Image: Artist’s impression of Alpha Centauri B, with Centauri A in the distance and the planet candidate Centauri B b also marked. Credit: Adrian Mann.

Heller and Armstrong note that our exoplanet studies have shown us that the Solar System is anything but typical when it comes to planetary systems, so it may well be that the Earth is itself atypical when it comes to inhabited worlds. In that sense — and they make this point specifically — their work refutes the Ward and Brownlee ‘rare Earth hypothesis’ that saw life as an extremely unlikely phenomenon emerging from a wide range of precise conditions. Perhaps what Ward and Brownlee are seeing, says this new work, is the emergence of an only marginally habitable world. If so, our search for inhabited planets should take in worlds slightly older and slightly more massive than our own, preferably those orbiting K-class stars like the close-by Centauri B.

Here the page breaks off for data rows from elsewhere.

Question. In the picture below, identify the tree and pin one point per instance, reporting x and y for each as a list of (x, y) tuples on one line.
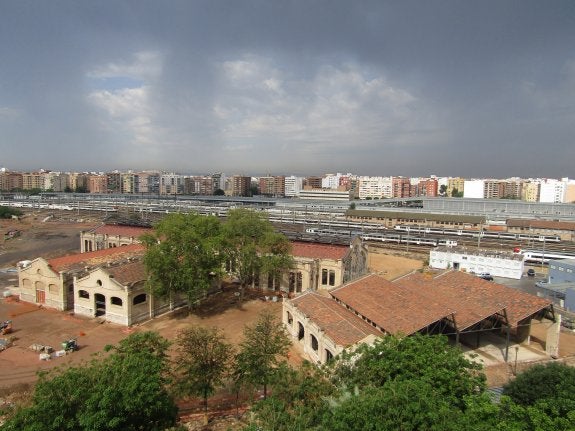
[(397, 405), (456, 193), (422, 357), (202, 361), (551, 381), (124, 391), (182, 256), (8, 212), (252, 246), (265, 344)]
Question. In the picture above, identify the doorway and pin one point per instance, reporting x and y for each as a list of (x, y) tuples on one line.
[(100, 301)]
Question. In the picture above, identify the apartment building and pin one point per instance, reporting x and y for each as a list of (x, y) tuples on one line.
[(98, 184), (552, 191), (239, 185), (292, 186), (34, 180), (401, 187), (272, 186), (171, 184), (11, 181), (530, 191), (375, 187), (455, 185)]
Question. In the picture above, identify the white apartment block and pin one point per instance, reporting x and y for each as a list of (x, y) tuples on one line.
[(530, 191), (293, 186), (171, 184), (375, 187), (552, 191), (473, 189)]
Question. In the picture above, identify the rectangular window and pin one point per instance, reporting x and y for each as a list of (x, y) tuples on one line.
[(291, 282), (324, 276)]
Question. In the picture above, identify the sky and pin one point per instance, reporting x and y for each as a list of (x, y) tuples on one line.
[(253, 87)]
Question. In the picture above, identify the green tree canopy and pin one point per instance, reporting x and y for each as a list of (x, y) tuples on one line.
[(8, 212), (202, 361), (123, 391), (428, 358), (183, 256), (548, 388), (252, 246), (264, 347)]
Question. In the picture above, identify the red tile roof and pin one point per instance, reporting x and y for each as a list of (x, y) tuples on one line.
[(339, 324), (397, 309), (128, 273), (411, 303), (94, 258), (474, 297), (541, 224), (127, 231), (319, 251)]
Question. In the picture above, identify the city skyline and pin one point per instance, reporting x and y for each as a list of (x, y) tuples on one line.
[(482, 89)]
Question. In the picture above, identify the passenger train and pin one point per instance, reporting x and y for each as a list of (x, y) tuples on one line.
[(475, 233), (396, 238), (542, 256)]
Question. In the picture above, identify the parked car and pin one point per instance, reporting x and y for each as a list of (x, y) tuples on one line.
[(485, 276)]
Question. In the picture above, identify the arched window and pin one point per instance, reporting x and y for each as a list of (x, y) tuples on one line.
[(314, 343), (140, 299), (116, 301)]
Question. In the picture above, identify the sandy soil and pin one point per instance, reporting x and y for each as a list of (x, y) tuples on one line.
[(36, 325)]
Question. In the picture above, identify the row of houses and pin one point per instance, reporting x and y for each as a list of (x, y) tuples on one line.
[(108, 278), (461, 306)]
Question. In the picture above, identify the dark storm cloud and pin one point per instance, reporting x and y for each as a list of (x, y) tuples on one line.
[(372, 87)]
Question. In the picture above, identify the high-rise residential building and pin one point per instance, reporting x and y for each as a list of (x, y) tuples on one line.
[(569, 191), (78, 181), (423, 187), (530, 191), (56, 181), (98, 184), (375, 187), (455, 185), (333, 181), (474, 189), (149, 182), (552, 191), (240, 185), (312, 182), (293, 186), (401, 187), (114, 182), (272, 186), (493, 189), (218, 182), (10, 181), (33, 180), (512, 188), (171, 184)]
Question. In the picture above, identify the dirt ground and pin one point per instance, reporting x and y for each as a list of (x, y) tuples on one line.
[(48, 238)]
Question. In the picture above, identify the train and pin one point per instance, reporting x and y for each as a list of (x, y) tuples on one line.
[(397, 238), (475, 233), (542, 256)]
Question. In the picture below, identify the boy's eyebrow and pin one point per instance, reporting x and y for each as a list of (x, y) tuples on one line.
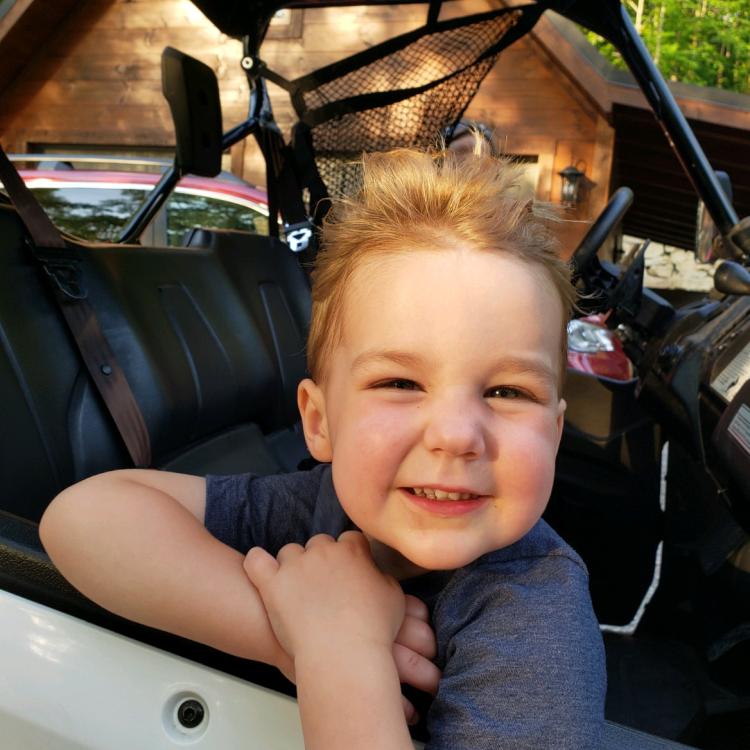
[(528, 366), (517, 365), (394, 356)]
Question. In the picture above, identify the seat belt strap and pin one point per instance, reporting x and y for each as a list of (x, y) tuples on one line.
[(61, 264)]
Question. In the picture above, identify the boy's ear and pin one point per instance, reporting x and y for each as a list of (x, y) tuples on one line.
[(561, 406), (312, 409)]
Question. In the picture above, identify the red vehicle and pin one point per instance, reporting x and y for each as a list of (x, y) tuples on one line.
[(94, 202)]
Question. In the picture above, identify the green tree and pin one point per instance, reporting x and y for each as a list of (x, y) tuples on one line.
[(704, 42)]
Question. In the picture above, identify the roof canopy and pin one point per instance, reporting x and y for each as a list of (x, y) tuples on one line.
[(240, 18)]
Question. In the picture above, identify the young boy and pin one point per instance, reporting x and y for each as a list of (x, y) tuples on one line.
[(436, 349)]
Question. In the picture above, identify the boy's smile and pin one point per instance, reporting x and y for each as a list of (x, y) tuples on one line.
[(439, 408)]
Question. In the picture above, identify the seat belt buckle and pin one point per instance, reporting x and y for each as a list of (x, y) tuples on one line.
[(67, 277), (298, 236)]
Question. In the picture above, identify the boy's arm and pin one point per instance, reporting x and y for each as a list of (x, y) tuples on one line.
[(134, 542), (525, 670), (338, 616)]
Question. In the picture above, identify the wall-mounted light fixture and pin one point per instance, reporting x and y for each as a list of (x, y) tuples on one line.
[(571, 179)]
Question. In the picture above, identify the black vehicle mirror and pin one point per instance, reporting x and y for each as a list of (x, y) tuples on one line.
[(709, 246), (192, 91)]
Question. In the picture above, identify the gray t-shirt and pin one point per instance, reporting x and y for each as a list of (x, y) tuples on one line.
[(518, 643)]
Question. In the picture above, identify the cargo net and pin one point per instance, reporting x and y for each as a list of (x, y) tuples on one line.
[(406, 98)]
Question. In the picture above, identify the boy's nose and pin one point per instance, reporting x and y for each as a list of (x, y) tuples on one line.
[(455, 428)]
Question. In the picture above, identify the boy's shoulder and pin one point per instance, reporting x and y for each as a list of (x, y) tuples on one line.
[(542, 541), (245, 510)]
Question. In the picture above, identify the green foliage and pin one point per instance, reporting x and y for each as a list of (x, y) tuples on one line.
[(703, 42)]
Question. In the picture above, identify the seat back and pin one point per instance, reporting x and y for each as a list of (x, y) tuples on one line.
[(211, 340)]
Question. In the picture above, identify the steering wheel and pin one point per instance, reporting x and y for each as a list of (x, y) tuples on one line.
[(607, 220)]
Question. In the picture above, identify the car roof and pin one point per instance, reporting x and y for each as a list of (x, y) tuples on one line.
[(239, 18)]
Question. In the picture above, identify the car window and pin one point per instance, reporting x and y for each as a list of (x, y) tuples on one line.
[(186, 210), (91, 213)]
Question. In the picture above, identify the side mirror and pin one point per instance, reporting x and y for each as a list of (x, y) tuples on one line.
[(192, 91), (709, 246)]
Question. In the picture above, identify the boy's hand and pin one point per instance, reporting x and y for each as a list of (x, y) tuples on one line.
[(327, 592), (414, 645)]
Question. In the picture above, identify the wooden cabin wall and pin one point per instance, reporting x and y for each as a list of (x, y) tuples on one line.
[(97, 84)]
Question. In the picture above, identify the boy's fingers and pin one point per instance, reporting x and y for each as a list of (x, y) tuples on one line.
[(289, 552), (415, 670), (357, 538), (417, 608), (318, 540), (260, 567), (418, 636), (410, 713)]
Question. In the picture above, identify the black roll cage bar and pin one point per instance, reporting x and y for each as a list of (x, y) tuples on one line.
[(608, 18)]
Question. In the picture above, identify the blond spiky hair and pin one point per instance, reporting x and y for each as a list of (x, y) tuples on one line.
[(411, 200)]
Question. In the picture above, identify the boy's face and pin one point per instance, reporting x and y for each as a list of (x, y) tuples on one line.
[(440, 408)]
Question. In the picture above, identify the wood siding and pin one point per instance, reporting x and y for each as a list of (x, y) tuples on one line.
[(97, 83)]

Can we create a biocentric model to use in our search for habitable worlds that replaces our anthropocentric expectations? This paper makes a spirited run at the idea. The paper is Heller and Armstrong, “Superhabitable Worlds,” Astrobiology Vol. 14, No. 1 (2014), available online. The work is thick with ideas, and I didn’t have time today to go into the ‘terrestrial menagerie’ discussed in its first part, which shows not only how planets in the habitable zone can be rendered uninhabitable but how exomoons beyond the HZ may be rendered life-bearing. I suspect, though, that we’ll be coming back to these arguments again soon. Thanks to the numerous readers who forwarded links to this paper.